The Debtors (together with the Non-Debtor Entities) also obtained subordinated secured financing pursuant to a Credit Agreement dated July 16, 2015, as amended, with Triangle Mezzanine Fund LLLP ('Triangle'), acting for itself and as agent for certain other lenders ('Mezzanine Agent'), pursuant to which they borrowed approximately $25,250,000 secured by a second-priority security interest in the assets of the Debtors and the Non-Debtor Entities (the 'Mezzanine Loan Facility;' the documents evidencing, governing and/or securing the Mezzanine Loan Facility are referred to herein as the 'Mezzanine Loan Documents'). Triangle subsequently assigned its rights under the Mezzanine Loan Documents to BSP Agency, LLC (together with OFS SBIC I, LLP, the 'Mezzanine Lenders'). Pursuant to the Mezzanine Loan Documents and the Subordination Agreement dated July 16, 2015, the Mezzanine Lenders hold a security interest in substantially all assets of the Debtors that is junior in priority to the security interest held by the Senior Lenders.
Aside from their substantial obligations to their secured creditors, the Debtor South Bay is obligated to pay $1,820,000 to the Commonwealth of Massachusetts arising out of a 2018 settlement of the Qui Tam Litigation and $7.8 million in advance payments made in spring 2020 to support the Debtors’ operations during the COVID-19 pandemic.
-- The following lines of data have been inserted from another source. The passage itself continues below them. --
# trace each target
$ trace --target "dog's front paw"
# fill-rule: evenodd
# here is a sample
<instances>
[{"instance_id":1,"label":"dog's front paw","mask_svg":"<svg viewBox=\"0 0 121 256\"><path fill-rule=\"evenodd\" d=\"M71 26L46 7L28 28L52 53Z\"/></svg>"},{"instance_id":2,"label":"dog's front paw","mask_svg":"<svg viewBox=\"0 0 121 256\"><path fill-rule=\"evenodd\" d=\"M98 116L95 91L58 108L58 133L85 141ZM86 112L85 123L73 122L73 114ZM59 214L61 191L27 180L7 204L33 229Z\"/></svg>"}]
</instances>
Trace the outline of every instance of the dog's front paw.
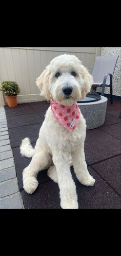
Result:
<instances>
[{"instance_id":1,"label":"dog's front paw","mask_svg":"<svg viewBox=\"0 0 121 256\"><path fill-rule=\"evenodd\" d=\"M77 201L73 199L68 201L61 200L60 206L63 209L78 209L78 208Z\"/></svg>"},{"instance_id":2,"label":"dog's front paw","mask_svg":"<svg viewBox=\"0 0 121 256\"><path fill-rule=\"evenodd\" d=\"M82 179L80 182L82 184L83 184L83 185L85 185L85 186L92 186L95 183L95 179L93 179L92 176L89 175L89 176L85 177L84 179Z\"/></svg>"},{"instance_id":3,"label":"dog's front paw","mask_svg":"<svg viewBox=\"0 0 121 256\"><path fill-rule=\"evenodd\" d=\"M23 187L28 194L32 194L36 190L38 182L33 176L26 177L23 180Z\"/></svg>"}]
</instances>

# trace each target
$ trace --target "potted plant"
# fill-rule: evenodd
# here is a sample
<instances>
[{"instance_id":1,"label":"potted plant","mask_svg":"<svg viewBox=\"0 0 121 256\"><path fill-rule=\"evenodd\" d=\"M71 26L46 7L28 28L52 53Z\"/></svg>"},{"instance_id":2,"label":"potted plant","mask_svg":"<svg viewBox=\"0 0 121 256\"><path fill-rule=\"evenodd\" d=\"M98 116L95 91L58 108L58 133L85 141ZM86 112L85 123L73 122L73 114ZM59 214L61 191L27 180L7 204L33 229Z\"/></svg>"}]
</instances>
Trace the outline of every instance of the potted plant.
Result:
<instances>
[{"instance_id":1,"label":"potted plant","mask_svg":"<svg viewBox=\"0 0 121 256\"><path fill-rule=\"evenodd\" d=\"M2 90L5 94L9 107L16 107L17 95L20 92L20 88L17 83L12 81L3 81L1 85Z\"/></svg>"}]
</instances>

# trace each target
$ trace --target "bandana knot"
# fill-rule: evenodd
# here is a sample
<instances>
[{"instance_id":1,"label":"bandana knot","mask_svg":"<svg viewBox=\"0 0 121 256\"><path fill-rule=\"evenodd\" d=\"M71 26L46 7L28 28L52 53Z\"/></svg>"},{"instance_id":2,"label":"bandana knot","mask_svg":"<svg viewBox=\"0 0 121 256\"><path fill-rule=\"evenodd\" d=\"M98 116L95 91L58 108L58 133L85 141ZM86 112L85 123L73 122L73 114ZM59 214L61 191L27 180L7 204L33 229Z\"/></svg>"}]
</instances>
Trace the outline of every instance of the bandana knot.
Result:
<instances>
[{"instance_id":1,"label":"bandana knot","mask_svg":"<svg viewBox=\"0 0 121 256\"><path fill-rule=\"evenodd\" d=\"M68 106L57 103L52 99L51 107L58 122L65 128L72 131L76 127L80 115L77 103Z\"/></svg>"}]
</instances>

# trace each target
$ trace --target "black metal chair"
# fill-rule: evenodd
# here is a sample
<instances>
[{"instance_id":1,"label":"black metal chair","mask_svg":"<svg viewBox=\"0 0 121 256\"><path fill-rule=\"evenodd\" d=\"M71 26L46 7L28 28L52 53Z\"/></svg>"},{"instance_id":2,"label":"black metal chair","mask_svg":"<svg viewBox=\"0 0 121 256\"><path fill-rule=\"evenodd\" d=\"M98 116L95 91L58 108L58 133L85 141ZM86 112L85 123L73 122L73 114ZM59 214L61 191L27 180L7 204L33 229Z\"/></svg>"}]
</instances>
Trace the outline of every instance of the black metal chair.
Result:
<instances>
[{"instance_id":1,"label":"black metal chair","mask_svg":"<svg viewBox=\"0 0 121 256\"><path fill-rule=\"evenodd\" d=\"M112 78L119 55L96 57L92 75L94 83L93 87L102 88L101 95L103 96L105 88L110 88L110 101L113 104Z\"/></svg>"}]
</instances>

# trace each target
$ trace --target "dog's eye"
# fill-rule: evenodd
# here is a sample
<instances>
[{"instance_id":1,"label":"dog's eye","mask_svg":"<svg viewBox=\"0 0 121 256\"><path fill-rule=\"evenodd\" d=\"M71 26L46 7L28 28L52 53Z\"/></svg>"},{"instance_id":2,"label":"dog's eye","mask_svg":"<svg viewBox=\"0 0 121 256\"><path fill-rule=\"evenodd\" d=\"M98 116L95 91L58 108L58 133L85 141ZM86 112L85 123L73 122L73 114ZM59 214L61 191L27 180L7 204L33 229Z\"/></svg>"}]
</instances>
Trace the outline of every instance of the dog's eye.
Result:
<instances>
[{"instance_id":1,"label":"dog's eye","mask_svg":"<svg viewBox=\"0 0 121 256\"><path fill-rule=\"evenodd\" d=\"M57 72L56 74L55 74L55 77L58 77L58 76L60 76L60 73L59 72Z\"/></svg>"},{"instance_id":2,"label":"dog's eye","mask_svg":"<svg viewBox=\"0 0 121 256\"><path fill-rule=\"evenodd\" d=\"M76 76L76 74L75 72L74 72L74 71L72 71L71 73L71 74L72 75L72 76Z\"/></svg>"}]
</instances>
Other significant liabilities include the Debtors’ obligations under leases of real property at which they conduct their business operations; South Bay is a tenant under 22 leases, Futures is a tenant under two leases, and CIS is a tenant under one lease. As of the Petition Date, the Debtors were current in the payment of their lease obligations. The Debtors expect that most if not all of these leases will be assumed and assigned to Mentor (or other purchaser) pursuant to Section 365 of the Bankruptcy Code as part of the proposed asset sales and that there will be minimal if any cure costs associated with such assumption and assignment.
The Debtors' lead petition lists Community Intervention Services Holdings, Inc. and H.I.G. Growth Partners-CIS, LLC as holders of more than 10% of the Debtors' equity interests.
About the Debtors
According to the Debtors: “Community Intervention Services (CIS) was formed in April of 2012 for the express purpose of building a clinically focused, national provider of community based behavioral health and substance abuse services. A key component to our business strategy is the community based services market is highly fragmented and dominated by small, unsophisticated operators. It is a market that is ideal for consolidation. By implementing this consolidation strategy and acquiring 'platform' companies, CIS will become a national company exclusively focused on the services provided to the consumer in their 'natural' environment.
CIS’s business development strategy is focused on strong organic growth once an acquisition is completed. This will be driven by (1) investing additional resources in technology (eg. EHR & information systems) (2) human capital (improved recruiting and retention initiatives); (3) expanding current geographic reach (e.g. new geographic area & new clinic sites) and (4) developing clinical programs, cross-fertilizing current programs among our existing companies."